President of ECOWAS commission, Mr Jean-Claude Brou, said the Task Force on Single currency for the bloc would brainstorm to assess the initiative.

Brou said while presenting the Community Work Programme at the ongoing ordinary session of the ECOWAS Parliament in Abuja that the task force would meet in June.

The commission’s president said that stakeholders in the region’s economic and finance sectors, including the central banks and ministers of finance, had been deliberating on the single currency.

“The single currency is a topic that is very important because it completes the free movement of persons for a single market and if there is a single currency, one can carry out trade and there is need for harmonisation.

“Deliberations are being carried out with the central banks and the ministers of finance in the region and some key issues are being discussed.

“Issues such as the convergence criteria, the best exchange regime to adopt with challenges and costs involved so as to give the best conditions for the community.

“The studies that are being carried out would be completed by next month so that we can have the proposals and make progress.”

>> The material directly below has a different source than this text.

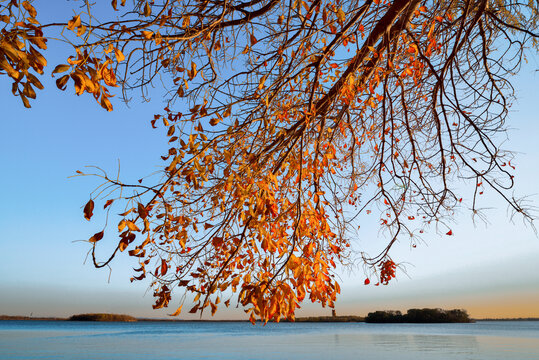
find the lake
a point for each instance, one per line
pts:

Brou said that the meeting would determine the possibility of achieving the single currency by 2020 set by the Heads of State.

“It will be on the basis of the results of all the studies on the assessment that is

currently being done that we will see where we stand exactly but the objectives have been set by the Heads of State,” he said.

The Authority of Heads of State and Government had set aside 2020 for West African countries to achieve the single currency which would promote economic integration.

The commission’s president, while presenting the community report to the parliament in November 2018, said that many member states had yet to meet the macroeconomic convergence criteria required for a monetary union.

The three primary criteria that are being used are a budget deficit of not more than three per cent; average annual inflation of less than 10 per cent with a long term goal of not more than five per cent by 2019; and gross reserves that can finance at least three months of imports.The three secondary convergence criteria that have been adopted by ECOWAS are public debt/Gross Domestic Product of not more than 70 per cent; central bank financing of budget deficit should not be more than 10 per cent of previous year’s tax revenue; and nominal exchange rate variation of plus or minus 10 per cent.